Cada um daqueles professores levava para a sala de aula o que de mais novo havia como parâmetros para estudo da História da América.

Sánchez-Barba havia recém retornado da França após desenvolver estudos junto à equipe de Fernand Braudel.

Paulino Castañeda retomava suas atividades em sala de aula depois de um novo período como pesquisador no Arquivo das Índias em Sevilha.

Manuel Ballesteros assumia sua cátedra após ter atuado como professor visitante em uma universidade hispano-americana.

Marco Dorta reassumia seu laboratório de arte colonial hispano-americana ao retornar recentemente de suas pesquisas no Peru.

Um Parecer do Conselho Federal de Educação

Voto do Relator: “Face ao exposto, vota o relator no sentido de que se aprovem as modificações propostas (…) visando oferecer, também, pela via da plenificação, as licenciaturas plenas de Geografia, História (…)”. (p. 143). A Câmara de Ensino Superior, 1º Grupo, acompanhou o voto do Relator. Sala das Sessões, 6 de dezembro de 1984. Assinou o Presidente e o Relator. O Plenário do Conselho Federal de Educação aprovou, por unanimidade, a Conclusão da Câmara. Sala Barretto Filho, em 7 de dezembro de 1984. Em anexo ao processo, o corpo docente aprovado nas respectivas disciplinas: “nº 37) Dinair Andrade da Silva – História da América”. Por meio destes trâmites, obtive, portanto, a autorização do Conselho Federal de Educação para lecionar História da América no Curso Superior. Fonte: Documenta (288) Brasília, dez. 1984, p. 139-145. CESu, 1º Grupo – Par. Nº 847/84, aprovado em 7.12.84 (Procs. nºs. 1.657 e 1.658/80).

Mestrado

No meu mestrado, examinei os relatos de viagem de Auguste de Saint- Hilaire que percorreu partes dos territórios brasileiro e uruguaio.
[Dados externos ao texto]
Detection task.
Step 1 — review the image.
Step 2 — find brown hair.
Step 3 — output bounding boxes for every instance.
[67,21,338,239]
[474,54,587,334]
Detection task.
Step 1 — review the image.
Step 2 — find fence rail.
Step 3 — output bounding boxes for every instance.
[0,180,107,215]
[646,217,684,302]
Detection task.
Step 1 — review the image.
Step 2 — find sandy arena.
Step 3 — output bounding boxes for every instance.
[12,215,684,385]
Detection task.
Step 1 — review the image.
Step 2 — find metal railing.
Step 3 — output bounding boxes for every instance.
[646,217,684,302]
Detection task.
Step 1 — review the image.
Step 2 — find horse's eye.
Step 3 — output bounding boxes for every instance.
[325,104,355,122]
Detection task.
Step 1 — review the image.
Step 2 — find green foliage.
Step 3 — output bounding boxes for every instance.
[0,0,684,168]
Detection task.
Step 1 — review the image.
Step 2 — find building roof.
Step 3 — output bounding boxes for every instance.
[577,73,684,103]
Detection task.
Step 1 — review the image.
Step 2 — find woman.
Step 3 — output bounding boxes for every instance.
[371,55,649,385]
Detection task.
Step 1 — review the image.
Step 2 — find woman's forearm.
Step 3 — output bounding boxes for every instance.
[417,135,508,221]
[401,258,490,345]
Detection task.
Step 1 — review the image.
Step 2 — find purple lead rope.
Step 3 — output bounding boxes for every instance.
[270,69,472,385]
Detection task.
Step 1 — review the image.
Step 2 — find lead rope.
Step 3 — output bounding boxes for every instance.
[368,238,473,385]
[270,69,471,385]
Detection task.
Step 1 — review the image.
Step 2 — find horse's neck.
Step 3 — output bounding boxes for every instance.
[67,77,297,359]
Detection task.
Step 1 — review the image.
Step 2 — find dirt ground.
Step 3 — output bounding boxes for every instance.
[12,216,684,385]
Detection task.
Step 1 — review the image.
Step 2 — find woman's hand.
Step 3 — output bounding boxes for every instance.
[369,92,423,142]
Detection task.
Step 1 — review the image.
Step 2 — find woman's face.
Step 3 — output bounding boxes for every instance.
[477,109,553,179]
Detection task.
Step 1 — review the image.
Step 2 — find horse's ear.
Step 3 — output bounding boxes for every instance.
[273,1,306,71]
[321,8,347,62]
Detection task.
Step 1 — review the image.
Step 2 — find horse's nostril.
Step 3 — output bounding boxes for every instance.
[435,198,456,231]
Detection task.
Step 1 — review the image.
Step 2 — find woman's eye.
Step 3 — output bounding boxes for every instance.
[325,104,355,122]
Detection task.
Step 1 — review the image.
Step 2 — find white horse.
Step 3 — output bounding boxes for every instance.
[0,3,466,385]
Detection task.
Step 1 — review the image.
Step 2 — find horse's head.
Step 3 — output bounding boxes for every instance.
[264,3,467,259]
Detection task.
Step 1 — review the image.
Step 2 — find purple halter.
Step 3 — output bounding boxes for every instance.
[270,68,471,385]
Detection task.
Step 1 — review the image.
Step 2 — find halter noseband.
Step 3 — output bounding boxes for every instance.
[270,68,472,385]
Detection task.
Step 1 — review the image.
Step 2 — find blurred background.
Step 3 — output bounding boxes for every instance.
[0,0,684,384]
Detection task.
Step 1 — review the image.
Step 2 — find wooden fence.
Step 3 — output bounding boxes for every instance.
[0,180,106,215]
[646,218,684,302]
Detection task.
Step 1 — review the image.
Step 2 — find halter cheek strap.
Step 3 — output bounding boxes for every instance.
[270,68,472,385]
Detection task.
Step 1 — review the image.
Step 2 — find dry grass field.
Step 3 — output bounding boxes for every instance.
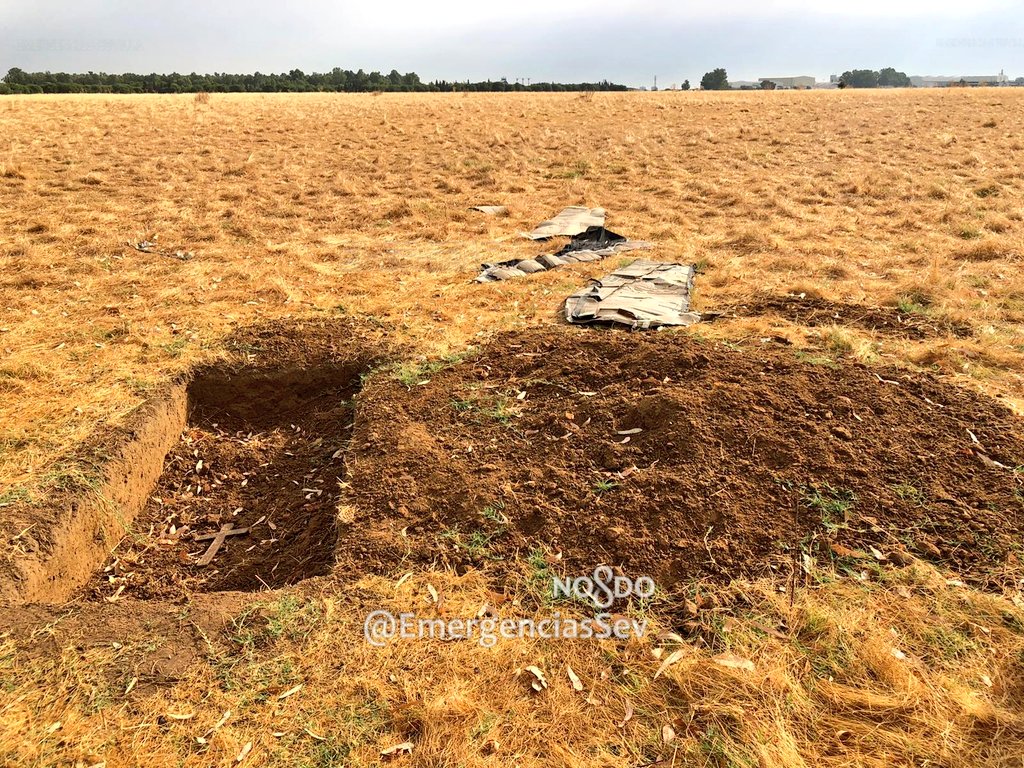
[0,89,1024,768]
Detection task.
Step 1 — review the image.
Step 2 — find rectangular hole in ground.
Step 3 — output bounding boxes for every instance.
[89,366,366,599]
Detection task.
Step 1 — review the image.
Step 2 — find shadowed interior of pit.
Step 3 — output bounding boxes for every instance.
[86,319,393,599]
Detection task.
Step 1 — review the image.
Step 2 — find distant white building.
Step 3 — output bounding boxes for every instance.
[758,75,814,89]
[910,71,1010,88]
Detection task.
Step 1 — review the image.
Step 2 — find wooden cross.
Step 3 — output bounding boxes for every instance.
[196,522,249,565]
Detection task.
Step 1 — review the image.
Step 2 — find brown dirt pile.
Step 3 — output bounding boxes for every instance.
[338,329,1024,587]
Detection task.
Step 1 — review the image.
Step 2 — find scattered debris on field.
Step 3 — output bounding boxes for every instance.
[522,206,604,240]
[476,226,651,283]
[565,259,700,329]
[125,238,196,261]
[469,206,509,216]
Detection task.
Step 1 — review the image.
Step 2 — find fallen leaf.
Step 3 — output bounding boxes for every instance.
[526,665,548,693]
[712,653,755,672]
[615,701,633,728]
[654,648,686,680]
[381,741,413,758]
[234,741,253,763]
[565,665,583,690]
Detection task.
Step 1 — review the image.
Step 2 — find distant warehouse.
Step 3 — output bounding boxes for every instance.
[759,75,814,90]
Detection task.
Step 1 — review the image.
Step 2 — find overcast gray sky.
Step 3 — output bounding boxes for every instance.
[0,0,1024,87]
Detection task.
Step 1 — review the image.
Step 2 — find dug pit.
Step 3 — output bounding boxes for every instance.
[79,328,389,600]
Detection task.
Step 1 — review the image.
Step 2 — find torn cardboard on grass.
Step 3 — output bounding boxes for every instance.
[522,206,604,240]
[476,226,651,283]
[565,259,700,330]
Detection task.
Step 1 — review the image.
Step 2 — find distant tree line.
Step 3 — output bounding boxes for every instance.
[839,67,910,88]
[0,68,627,93]
[700,67,911,91]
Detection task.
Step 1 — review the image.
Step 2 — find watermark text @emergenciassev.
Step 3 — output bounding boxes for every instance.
[362,565,654,648]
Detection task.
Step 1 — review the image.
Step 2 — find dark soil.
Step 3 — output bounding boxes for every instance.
[339,327,1024,588]
[87,324,384,599]
[722,296,973,339]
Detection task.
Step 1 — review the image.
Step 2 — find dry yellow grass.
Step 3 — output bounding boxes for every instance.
[0,89,1024,768]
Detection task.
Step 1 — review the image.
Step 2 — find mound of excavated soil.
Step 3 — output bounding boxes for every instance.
[338,328,1024,588]
[723,296,973,339]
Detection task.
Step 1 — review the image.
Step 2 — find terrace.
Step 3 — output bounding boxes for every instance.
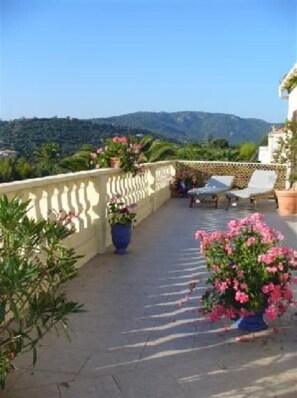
[1,162,297,398]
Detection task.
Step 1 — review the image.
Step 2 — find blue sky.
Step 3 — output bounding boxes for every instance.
[0,0,297,122]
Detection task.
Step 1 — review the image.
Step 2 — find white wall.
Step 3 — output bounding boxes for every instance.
[0,161,175,266]
[288,87,297,120]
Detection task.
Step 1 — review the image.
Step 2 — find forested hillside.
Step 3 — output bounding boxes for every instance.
[0,118,153,159]
[94,112,280,145]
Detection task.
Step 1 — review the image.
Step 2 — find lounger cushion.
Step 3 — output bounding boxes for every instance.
[188,176,234,196]
[226,170,277,199]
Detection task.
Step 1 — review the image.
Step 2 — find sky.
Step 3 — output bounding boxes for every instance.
[0,0,297,123]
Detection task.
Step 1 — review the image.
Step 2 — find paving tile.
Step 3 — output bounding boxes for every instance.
[58,376,123,398]
[80,351,139,376]
[10,369,76,391]
[115,370,185,398]
[1,385,61,398]
[1,199,297,398]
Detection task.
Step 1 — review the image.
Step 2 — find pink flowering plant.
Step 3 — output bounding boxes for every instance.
[90,136,145,176]
[108,194,136,225]
[196,213,297,321]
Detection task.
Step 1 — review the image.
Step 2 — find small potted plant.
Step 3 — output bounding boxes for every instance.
[170,171,198,197]
[90,137,145,176]
[196,213,297,331]
[274,113,297,215]
[0,195,82,388]
[108,194,136,254]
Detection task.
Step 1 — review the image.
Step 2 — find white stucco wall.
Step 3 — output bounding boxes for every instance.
[288,87,297,120]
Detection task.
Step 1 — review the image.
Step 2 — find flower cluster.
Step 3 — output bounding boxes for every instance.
[196,213,297,321]
[171,171,198,195]
[90,137,145,176]
[108,194,136,225]
[47,209,77,232]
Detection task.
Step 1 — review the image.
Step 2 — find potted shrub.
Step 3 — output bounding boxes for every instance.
[196,213,297,331]
[0,195,81,388]
[274,116,297,215]
[90,137,145,176]
[108,194,136,254]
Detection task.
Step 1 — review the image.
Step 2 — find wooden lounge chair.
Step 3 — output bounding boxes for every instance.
[226,170,277,209]
[188,176,234,208]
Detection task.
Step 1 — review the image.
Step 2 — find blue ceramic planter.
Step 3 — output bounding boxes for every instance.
[236,311,268,332]
[111,224,132,254]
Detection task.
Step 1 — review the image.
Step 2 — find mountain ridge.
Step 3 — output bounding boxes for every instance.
[91,111,282,144]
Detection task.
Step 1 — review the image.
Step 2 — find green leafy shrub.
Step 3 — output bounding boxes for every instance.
[0,195,82,388]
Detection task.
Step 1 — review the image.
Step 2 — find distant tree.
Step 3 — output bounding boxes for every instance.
[239,142,258,161]
[144,139,177,162]
[60,144,93,172]
[0,157,15,182]
[14,157,33,180]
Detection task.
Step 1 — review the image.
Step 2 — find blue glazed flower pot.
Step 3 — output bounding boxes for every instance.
[111,224,132,254]
[236,311,268,332]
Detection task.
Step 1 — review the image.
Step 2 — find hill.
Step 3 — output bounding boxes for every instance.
[93,111,281,144]
[0,117,154,159]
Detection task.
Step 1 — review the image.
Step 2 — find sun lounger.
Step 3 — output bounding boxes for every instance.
[188,176,234,208]
[226,170,277,209]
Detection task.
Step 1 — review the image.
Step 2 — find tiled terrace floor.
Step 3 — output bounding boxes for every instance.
[0,199,297,398]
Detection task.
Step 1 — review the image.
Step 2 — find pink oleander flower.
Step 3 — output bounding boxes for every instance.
[265,305,277,321]
[195,213,297,326]
[235,290,249,304]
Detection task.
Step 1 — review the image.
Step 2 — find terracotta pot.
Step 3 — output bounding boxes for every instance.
[275,190,297,216]
[110,158,121,169]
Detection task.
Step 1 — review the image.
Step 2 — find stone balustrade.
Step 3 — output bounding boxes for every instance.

Sob a orientação da Professora Dra. Adalgisa Maria Vieira do Rosário, apresentei, em 1992, a dissertação de mestrado à banca composta pelo Professor Dr. Jaime de Almeida e pela Professora Dra. Maria Therezinha Ferraz Negrão de Mello, além da orientadora. Programa de Pós-Graduação do Departamento de História da Universidade de Brasília. Área de Concentração: História da Relações Exteriores do Brasil.

Doutorado

Finalmente, meu doutoramento enfatizou as visões de José Martí e Domingo Sarmiento sobre a Hispano-América.

Meus estudos foram orientados pelo Professor Dr. Amado Luiz Cervo. No ano de 1997, apresentei a tese à banca composta pelo Professor Dr. Corcino Medeiros dos Santos, Professor Dr. José Flávio Sombra Saraiva, Professor Dr. Pe. José Carlos Brandi Aleixo e Professor Dr. Clodoaldo Bueno, além do orientador. Programa de Pós-Graduação do Departamento de História da Universidade de Brasília. Área de Concentração: História da Relações Internacionais. A tese foi aprovada “com louvor”.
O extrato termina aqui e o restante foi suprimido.